Congress will want war with Islamic State to be Obama’s alone

President Obama’s Wednesday night speech laying out his strategy to defeat and destroy the radical Sunni Muslim militant group Islamic State inspired me to go into my library and pull a book off the shelf. That book is historian Jay Winik’s tome “April 1865: The Month That Saved America.”

Winik presents a fascinating and somewhat iconoclastic analysis of the closing 30 days of the Civil War, arguing that peace was not inevitable as Lee surrendered to Grant at Appomattox. Some Southerners wanted to fight on, to retreat into the hills and the swamps and fight a guerrilla war. Confederates had the means to do it – there were still rebel armies in the field – and many had the will.

Coupled with Lincoln’s assassination days after Lee’s surrender, a protracted fight against unconventional forces might have drained the resolve of Unionists. Certainly, it would have deepened the bitterness between North and South and may have made reconciliation impossible. The United States might never have been able to reunite, and our national and world history could have been drastically altered.

What, in Obama’s speech, sparked me to recall this Civil War speculation? Well, it struck me that the finality of the Civil War’s end, much like the finality of the surrenders that closed World War II, had at least something to do with the mindset of those who were vanquished. The Confederates, the Germans and the Japanese had been crushed on the battlefield and their economies were in ruins. By the conventional rules of war, they had lost and they accepted defeat.


But what happens if one is faced by an enemy that does not play by, nor accept, conventional rules and is willing to accept war without end?

In Iraq, Saddam Hussein had an army to be obliterated and a government to be toppled, and American forces found those tasks surprisingly easy. In Afghanistan, it was easy enough to bring down the Taliban government, but the Taliban fighters melted into the mountains, regrouped across the border in Pakistan and implemented a guerrilla war on their own turf. When American troops finally leave Afghanistan at the end of 2014 after a dozen years of war, the Taliban will still be there, still potent and menacing.

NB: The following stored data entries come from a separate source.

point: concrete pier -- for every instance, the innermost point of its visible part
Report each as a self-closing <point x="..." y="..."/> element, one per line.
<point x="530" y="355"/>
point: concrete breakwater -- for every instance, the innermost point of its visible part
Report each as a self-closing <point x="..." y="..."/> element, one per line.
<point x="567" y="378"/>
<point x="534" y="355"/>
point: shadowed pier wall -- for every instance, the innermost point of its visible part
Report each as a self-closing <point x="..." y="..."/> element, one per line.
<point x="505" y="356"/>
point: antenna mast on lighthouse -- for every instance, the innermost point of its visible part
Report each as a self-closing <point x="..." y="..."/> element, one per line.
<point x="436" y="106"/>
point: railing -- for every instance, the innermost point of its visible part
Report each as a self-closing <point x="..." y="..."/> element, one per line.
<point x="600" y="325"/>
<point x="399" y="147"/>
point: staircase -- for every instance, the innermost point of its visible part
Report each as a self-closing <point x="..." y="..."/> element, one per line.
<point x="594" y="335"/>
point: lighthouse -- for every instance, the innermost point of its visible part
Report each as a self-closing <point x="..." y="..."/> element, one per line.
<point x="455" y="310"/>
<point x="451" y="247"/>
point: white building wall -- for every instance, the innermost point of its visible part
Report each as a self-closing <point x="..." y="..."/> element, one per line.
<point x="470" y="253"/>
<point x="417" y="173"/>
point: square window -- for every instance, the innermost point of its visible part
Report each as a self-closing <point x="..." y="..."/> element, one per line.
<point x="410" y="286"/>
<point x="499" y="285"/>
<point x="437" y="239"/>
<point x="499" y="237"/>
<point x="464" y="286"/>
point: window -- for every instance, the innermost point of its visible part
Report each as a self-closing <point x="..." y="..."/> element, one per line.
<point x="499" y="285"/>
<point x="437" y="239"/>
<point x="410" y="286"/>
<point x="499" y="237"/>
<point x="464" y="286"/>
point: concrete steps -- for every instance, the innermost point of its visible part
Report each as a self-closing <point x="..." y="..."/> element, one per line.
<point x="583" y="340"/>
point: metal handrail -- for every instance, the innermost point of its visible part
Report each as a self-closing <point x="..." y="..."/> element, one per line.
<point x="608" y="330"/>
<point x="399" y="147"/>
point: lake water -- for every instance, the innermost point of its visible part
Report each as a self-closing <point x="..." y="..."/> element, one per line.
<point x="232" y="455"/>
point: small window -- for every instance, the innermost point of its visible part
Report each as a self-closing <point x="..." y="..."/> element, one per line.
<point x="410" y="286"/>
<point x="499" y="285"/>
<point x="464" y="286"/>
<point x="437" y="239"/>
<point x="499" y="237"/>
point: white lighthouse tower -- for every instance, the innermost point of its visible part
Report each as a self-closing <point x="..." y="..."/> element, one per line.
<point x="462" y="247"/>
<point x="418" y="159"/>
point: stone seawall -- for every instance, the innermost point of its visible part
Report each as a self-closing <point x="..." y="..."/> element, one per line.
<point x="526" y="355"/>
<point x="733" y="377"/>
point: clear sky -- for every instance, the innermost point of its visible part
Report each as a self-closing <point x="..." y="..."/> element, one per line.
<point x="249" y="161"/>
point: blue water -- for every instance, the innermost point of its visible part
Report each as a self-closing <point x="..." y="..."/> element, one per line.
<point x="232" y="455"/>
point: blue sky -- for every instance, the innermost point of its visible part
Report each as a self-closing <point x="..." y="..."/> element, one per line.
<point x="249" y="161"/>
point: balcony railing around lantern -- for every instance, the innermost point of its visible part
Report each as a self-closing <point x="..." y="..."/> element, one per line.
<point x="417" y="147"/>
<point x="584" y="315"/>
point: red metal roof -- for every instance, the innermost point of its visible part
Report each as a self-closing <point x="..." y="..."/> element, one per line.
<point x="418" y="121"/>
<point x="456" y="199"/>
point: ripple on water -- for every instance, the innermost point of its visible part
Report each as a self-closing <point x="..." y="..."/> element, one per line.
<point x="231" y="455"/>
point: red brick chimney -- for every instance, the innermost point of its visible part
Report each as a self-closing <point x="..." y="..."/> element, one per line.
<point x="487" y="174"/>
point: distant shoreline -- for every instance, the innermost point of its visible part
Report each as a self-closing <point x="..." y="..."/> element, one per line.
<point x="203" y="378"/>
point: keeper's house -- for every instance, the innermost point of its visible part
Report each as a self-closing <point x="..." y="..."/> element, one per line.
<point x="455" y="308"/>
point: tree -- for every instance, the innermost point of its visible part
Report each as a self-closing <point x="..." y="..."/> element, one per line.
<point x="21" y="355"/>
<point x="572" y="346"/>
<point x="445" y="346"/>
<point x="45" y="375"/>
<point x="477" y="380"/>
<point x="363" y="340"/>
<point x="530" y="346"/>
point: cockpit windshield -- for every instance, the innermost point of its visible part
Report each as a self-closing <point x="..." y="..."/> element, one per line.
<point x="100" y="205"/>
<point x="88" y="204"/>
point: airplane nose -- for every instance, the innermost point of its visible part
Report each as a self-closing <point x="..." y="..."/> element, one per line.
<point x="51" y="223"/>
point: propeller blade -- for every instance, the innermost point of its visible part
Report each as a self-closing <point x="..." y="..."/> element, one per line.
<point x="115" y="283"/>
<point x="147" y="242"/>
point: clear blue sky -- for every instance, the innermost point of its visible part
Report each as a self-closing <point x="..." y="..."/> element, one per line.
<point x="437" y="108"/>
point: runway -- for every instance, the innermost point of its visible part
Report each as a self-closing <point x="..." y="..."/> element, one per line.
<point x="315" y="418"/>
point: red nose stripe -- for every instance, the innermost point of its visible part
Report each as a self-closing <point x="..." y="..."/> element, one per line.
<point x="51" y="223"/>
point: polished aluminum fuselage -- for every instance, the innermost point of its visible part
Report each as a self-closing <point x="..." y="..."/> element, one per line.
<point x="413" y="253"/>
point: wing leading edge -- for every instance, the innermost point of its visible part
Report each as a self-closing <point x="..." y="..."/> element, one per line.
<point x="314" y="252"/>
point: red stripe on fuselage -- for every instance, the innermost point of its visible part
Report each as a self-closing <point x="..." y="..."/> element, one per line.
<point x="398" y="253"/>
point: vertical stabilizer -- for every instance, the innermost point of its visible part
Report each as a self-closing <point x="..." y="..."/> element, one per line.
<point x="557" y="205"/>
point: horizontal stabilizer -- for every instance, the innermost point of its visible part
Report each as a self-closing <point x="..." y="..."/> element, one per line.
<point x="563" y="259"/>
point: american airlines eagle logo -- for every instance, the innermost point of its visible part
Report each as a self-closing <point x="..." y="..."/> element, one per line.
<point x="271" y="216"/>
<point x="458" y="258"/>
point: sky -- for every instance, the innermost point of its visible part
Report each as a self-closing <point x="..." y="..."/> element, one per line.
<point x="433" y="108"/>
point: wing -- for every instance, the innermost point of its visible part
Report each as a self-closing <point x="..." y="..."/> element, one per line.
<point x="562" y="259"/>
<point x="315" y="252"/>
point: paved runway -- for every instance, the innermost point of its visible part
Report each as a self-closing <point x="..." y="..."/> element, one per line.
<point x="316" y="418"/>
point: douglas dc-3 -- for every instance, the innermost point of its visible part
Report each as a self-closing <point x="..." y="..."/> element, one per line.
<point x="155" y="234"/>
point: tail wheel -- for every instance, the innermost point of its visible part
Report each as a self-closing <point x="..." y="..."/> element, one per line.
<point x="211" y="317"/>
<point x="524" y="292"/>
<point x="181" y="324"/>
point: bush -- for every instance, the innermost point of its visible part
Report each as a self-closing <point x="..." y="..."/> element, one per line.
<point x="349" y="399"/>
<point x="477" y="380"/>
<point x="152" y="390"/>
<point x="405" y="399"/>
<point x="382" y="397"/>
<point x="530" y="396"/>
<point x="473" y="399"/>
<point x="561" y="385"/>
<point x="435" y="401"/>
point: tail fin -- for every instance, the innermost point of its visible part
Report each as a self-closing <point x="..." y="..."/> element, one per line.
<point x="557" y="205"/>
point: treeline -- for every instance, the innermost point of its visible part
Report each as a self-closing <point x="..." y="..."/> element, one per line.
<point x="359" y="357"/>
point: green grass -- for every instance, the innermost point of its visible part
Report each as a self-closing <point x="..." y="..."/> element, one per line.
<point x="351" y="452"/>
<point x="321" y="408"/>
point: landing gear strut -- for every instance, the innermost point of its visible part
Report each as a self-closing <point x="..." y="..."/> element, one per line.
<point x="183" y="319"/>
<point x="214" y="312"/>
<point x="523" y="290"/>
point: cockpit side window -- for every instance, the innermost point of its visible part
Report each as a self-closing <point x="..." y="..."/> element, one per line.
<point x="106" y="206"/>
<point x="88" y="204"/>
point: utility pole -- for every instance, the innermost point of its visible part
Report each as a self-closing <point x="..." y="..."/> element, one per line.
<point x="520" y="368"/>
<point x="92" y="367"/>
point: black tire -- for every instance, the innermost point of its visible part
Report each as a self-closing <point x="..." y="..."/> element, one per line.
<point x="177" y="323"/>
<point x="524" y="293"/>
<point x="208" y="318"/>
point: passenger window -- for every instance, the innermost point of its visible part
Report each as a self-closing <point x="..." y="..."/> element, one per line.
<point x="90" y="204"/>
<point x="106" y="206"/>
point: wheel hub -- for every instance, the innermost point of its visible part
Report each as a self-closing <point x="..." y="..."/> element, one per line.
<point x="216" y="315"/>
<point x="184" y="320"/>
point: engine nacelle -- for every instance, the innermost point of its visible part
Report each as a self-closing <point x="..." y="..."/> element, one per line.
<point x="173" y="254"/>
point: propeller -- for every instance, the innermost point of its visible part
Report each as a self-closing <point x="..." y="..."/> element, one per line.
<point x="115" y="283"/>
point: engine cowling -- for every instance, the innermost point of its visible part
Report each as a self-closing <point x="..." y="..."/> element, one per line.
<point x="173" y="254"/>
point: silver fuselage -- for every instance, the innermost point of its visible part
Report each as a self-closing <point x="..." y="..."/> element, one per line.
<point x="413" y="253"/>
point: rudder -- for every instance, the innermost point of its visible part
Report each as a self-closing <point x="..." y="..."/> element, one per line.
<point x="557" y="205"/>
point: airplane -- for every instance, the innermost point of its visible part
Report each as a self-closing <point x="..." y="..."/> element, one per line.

A president whose greatest foreign policy goal was to end two wars is now taking the country into a new fight with an unconventional enemy and, as soon as he finished laying out his strategy, the debate began about the viability of his plan to hit Islamic State fighters with U.S. airpower while arming and training Iraqis and others to battle them on the ground. The toughest question to answer: If an American army could not destroy the Taliban, can American bombs possibly be enough to finish off Islamic State?

Beyond the battlefield questions, there are other hugely complicating factors:


• Islamic State, also known as ISIS or ISIL, holds much of its territory in Syria, where its enemy is President Bashar Assad, the ruling despot that the U.S. and Europeans have been trying to bring down. Is Assad suddenly on our side or we on his?

• In Iraq, Islamic State has been buoyed by the cowardice of the Iraqi army and the support of Sunni Arabs who despise the Shiite Muslim-dominated government in Baghdad. Can the new Iraqi prime minister reassure Sunnis that they have a place in the new government, and can the Iraqi army, with help from the U.S. military, finally become an effective fighting force?

• Obama wants other Arab governments to join the fight against Islamic State. Saudi Arabia, in particular, has the money and muscle to make a difference, but it has been the source of funding and fundamentalist Muslim ideology that has helped create a generation of extremists across the Islamic world. Can the Saudis be trusted to turn on their militant spawn?

By its vicious actions, Islamic State has convinced the president and a majority of Americans it is an evil that needs to be eradicated. Few members of Congress, though, seem convinced that Obama’s strategy – or any other – offers certain success. That may be one big reason why most of them are intent on avoiding a vote to authorize war against the militant group. If the deadly and costly enterprise fails, they may want only one name associated with the debacle: Obama.